The word “worship” means to acknowledge a person’s worth or worthiness. When we worship God, we are recognizing and acknowledging his worth as the God of all creation.

So just how do we express this worship? There are several ways we can do it.

Prayer – Spending time with him
One way to worship is by prayer. Many people have a formulaic concept of prayer and simply run through the formula by offering a word of praise, thanksgiving, intercession, and petition. The only problem is, while not necessarily so, formulaic praying can easily become mechanical.

Mechanical praying must be avoided at all costs. Prayer, in its essence, is personal communication – personal communication with God. It is actually possible to say all the right things in a prayer-like formula, yet there be no communication with God. True prayer is personal, and meaning is transferred back and forth between God and the believer as prayer occurs.

As we communicate with God, we have opportunity to humble ourselves before him and express, from our heart, his worthiness. In this process, we offer worship to him.

Singing
Another expression of worship is singing. Many people evaluate singing based on the personal enjoyment they receive as they sing and listen to various songs. But it is important to keep in mind that the object of worship is God, not ourselves. When we sing as an expression of worship, it is to give pleasure to God. In that act, we are to express praise to him from our hearts; and in the process offer worship to him.

Giving/Stewardship
A third expression of worship is expressed in our giving; characterized in the Bible as stewardship. The concept of stewardship is much more profound than most people imagine. The most common notion people have about their giving is that they accumulate resources as they live life, then, to express their devotion to God, give a portion of that back to him.

That, however, is not a truly biblical concept. The biblical understanding is that everything already belongs to God. So, as we work to accumulate resources, we are not using our own time, strength, and knowledge to get them, we are doing it based on abilities God has given us. Then, when the resources come in, they are not ours, but God’s. As his stewards (managers) we are tasked with discerning how he wants us to use those resources to accomplish his purposes through our lives.

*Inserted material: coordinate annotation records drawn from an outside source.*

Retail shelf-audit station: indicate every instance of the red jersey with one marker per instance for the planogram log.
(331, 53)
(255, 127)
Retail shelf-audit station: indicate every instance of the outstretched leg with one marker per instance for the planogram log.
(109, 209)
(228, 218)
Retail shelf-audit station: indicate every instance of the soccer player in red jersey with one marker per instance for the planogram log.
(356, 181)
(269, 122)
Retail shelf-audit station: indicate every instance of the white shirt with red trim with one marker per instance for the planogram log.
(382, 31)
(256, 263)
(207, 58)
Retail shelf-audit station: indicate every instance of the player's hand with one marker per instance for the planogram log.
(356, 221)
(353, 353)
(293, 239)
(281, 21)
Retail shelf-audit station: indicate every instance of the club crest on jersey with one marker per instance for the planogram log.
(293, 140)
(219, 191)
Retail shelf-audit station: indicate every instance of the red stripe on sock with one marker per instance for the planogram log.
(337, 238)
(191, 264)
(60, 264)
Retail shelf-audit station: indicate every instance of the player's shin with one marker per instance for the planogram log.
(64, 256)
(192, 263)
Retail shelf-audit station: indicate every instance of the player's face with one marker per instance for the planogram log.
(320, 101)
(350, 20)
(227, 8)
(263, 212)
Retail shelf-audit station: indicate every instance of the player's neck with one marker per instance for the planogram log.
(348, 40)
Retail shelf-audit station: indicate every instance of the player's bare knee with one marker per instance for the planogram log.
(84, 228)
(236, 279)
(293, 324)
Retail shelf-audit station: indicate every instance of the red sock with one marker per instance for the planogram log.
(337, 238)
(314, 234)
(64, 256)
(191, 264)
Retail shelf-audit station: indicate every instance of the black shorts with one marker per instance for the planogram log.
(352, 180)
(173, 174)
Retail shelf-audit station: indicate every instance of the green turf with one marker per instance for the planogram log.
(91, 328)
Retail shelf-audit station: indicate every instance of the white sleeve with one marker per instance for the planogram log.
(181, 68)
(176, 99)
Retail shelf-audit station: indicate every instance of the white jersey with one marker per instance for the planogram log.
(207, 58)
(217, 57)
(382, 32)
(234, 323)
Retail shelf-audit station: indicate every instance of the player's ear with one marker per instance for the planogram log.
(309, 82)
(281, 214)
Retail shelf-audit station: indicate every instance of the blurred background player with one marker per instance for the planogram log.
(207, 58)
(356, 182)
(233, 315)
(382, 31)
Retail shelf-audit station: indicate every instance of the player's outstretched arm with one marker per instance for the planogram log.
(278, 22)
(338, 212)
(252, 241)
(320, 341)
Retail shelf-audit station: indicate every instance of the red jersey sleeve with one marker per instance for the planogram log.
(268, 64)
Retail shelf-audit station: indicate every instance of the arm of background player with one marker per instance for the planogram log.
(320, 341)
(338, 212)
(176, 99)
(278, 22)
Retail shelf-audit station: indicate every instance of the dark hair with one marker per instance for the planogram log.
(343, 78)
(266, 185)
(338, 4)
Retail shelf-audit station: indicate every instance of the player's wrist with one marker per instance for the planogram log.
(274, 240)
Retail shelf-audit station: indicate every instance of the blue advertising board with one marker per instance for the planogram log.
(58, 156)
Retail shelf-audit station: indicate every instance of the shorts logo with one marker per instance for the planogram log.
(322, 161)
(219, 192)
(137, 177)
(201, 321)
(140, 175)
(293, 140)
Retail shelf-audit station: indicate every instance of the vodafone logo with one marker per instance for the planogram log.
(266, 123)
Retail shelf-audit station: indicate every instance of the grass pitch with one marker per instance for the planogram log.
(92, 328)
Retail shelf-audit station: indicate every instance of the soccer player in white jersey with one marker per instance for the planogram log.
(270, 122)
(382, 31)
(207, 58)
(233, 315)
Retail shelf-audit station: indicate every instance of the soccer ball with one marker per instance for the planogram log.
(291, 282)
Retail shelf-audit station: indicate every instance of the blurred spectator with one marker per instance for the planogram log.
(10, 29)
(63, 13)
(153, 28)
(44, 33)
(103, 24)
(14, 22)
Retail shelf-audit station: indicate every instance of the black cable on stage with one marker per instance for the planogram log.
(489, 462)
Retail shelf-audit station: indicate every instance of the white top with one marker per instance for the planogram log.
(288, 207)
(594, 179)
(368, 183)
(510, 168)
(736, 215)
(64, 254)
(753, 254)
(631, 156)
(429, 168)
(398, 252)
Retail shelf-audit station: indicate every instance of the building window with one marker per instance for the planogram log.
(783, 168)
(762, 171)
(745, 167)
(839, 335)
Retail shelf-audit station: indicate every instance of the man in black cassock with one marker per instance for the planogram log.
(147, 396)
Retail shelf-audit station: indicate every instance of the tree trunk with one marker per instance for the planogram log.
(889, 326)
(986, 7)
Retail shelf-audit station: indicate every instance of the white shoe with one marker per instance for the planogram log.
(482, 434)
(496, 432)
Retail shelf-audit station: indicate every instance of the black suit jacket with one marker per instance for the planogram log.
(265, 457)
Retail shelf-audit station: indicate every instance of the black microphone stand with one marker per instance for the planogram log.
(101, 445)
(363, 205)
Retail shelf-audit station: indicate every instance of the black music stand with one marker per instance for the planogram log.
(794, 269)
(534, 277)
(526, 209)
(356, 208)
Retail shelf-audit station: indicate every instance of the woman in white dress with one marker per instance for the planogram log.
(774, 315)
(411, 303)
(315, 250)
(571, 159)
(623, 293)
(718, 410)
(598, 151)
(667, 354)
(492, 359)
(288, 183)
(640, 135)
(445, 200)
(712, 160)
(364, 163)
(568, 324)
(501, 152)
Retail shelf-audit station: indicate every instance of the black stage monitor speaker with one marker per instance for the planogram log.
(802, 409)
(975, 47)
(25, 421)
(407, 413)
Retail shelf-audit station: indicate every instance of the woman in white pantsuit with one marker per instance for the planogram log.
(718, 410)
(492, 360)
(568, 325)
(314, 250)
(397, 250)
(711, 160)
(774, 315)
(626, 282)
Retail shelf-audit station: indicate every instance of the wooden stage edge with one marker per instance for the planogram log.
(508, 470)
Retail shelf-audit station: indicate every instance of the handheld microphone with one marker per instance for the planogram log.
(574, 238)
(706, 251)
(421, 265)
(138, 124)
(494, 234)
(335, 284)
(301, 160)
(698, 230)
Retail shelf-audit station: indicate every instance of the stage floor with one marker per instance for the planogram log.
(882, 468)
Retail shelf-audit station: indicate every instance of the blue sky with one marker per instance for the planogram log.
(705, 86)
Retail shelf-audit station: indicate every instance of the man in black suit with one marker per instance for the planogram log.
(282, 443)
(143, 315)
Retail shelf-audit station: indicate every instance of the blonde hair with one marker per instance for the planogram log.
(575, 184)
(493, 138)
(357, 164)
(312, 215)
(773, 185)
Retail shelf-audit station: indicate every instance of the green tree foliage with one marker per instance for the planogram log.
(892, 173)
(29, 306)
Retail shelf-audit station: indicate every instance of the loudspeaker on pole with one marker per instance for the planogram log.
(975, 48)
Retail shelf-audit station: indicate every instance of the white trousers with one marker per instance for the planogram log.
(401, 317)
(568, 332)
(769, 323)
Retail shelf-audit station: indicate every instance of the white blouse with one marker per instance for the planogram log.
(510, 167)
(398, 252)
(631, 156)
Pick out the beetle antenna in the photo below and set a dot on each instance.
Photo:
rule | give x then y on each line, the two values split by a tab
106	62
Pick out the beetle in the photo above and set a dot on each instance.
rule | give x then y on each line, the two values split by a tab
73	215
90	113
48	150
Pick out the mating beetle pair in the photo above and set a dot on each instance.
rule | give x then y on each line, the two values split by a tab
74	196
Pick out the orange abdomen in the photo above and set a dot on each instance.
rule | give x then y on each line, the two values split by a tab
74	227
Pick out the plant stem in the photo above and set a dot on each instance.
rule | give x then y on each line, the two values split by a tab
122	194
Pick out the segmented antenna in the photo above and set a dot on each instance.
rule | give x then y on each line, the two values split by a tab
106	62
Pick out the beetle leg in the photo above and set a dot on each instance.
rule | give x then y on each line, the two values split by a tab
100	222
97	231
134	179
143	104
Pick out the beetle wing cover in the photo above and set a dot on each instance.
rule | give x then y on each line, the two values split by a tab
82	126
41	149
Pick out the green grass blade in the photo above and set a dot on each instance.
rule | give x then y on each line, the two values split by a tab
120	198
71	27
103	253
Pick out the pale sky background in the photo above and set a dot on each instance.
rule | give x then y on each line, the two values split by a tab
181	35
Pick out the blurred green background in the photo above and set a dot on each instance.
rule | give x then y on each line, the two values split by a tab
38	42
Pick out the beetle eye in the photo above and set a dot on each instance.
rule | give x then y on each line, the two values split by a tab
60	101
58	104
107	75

Based on this paradigm, then, it is not just the resources we accumulate which we are to acknowledge as from God, but also the abilities we have which allow us to accumulate them. So, as we work, and as we distribute the fruit of our labor, all of it should be expressed as worship. There is, literally, no part of life which lies outside of our worship of God.

Your Worship Life
Worship is not simply a service you participate in with other believers as you sing, pray, give, and listen to a sermon. It is not merely an expression of devotion that you take time out of your busy day to convey to God. It is, literally, the expression of EVERY part of your life.

Of course, the difficulty of living life this way is that we have this sense that in order to express devotion to God, we have to be consciously thinking about him. Obviously, when we are engaged with most of life’s daily activities, that is impossible. But that premise, itself, is wrong. Our devotion to God is an expression of our will, not our consciousness. If you decide that what you are doing is an act of worship to God, and you participate in it with that motivation (provided, of course, that the act itself is not a act of sin), then it is an act of worship, and God will be glorified in it.

All that is left is for you to devote your life to God in that manner. The more you do it, the more proficient you will become in worship. And the more you do it, the more you will grow spiritually. Our very life, and everything we do in it, is to be an offering to God. As you live your life in that manner, you will express pure worship to him.